Nanosatellite Design Considerations for a Mission to Explore the Propellant Sloshing Problem

TL;DR

This paper discusses the design and analysis of a cubesat mission aimed at studying zero-gravity propellant sloshing using novel detection methods, simulations, and fluid dynamics models to improve spacecraft stability.

Contribution

It introduces a cubesat platform for fluid sloshing experiments, integrating novel computer vision detection and simulation techniques to enhance understanding of low-gravity fluid dynamics.

Findings

Successful numerical simulations of control algorithms.

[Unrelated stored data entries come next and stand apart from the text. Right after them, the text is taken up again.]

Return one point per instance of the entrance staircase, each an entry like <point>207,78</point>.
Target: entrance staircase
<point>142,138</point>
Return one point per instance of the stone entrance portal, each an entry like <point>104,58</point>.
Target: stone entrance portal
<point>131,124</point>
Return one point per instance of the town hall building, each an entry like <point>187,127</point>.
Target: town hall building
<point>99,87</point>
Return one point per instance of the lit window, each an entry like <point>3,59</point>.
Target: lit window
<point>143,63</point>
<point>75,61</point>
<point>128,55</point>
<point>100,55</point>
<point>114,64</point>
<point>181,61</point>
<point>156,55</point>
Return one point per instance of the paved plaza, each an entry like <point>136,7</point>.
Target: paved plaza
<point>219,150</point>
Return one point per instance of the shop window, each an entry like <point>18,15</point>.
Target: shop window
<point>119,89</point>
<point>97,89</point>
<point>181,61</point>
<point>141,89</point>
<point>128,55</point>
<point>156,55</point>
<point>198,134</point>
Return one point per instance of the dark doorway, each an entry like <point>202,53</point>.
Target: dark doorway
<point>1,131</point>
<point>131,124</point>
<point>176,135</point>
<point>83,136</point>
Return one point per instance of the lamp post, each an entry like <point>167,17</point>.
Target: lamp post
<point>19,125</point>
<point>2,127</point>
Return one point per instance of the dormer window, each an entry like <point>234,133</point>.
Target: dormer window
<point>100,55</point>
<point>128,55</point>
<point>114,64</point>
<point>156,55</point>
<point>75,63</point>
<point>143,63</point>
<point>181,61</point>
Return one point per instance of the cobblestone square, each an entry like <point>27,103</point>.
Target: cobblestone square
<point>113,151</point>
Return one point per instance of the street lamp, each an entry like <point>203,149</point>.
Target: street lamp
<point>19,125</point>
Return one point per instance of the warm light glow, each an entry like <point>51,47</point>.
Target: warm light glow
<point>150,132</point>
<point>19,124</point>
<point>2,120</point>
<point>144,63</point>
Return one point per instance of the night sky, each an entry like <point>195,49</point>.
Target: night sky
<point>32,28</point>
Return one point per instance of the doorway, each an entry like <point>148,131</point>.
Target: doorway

Design validation through CFD models.

Insights into propellant sloshing effects in microgravity.

Abstract

Sloshing Platform for In-Orbit Controller Experimentation is an ambitious, student run mission to design and fly a cubesat to study fluid sloshing in spacecraft. The project will examine zero-g propellant sloshing from an experimental standpoint. Despite the small size and limited payload capacity, we intend to use the cubesat platform to mimic larger spacecraft and implement novel detection and computer vision methods in our analysis. Many modern spacecraft rely on propellant-filled tanks to perform attitude control and station-keeping maneuvers. When a large percentage of the spacecraft's mass is comprised of liquid propellant, sloshing becomes a critical aspect of spacecraft attitude control and stability. The mission will study the tank/fluid dynamics using new methods to gain an enhanced understanding of low-gravity fluid disturbance effects and improve simulations using equivalent mechanical models (EMMs). Active control of the fluid leading to the reduction of propellant slosh settling times will improve the maneuverability and performance of spacecraft. This paper will focus on satellite payload research and design requirements used to inform other aspects of the SPICEsat design. In this paper, mission objectives will be discussed, numerical simulations for the proposed control algorithms are demonstrated, and a satellite experiment design is presented. Finally, we examine computational fluid dynamics models to validate the satellite design and propellant sensing components of the proposed spacecraft.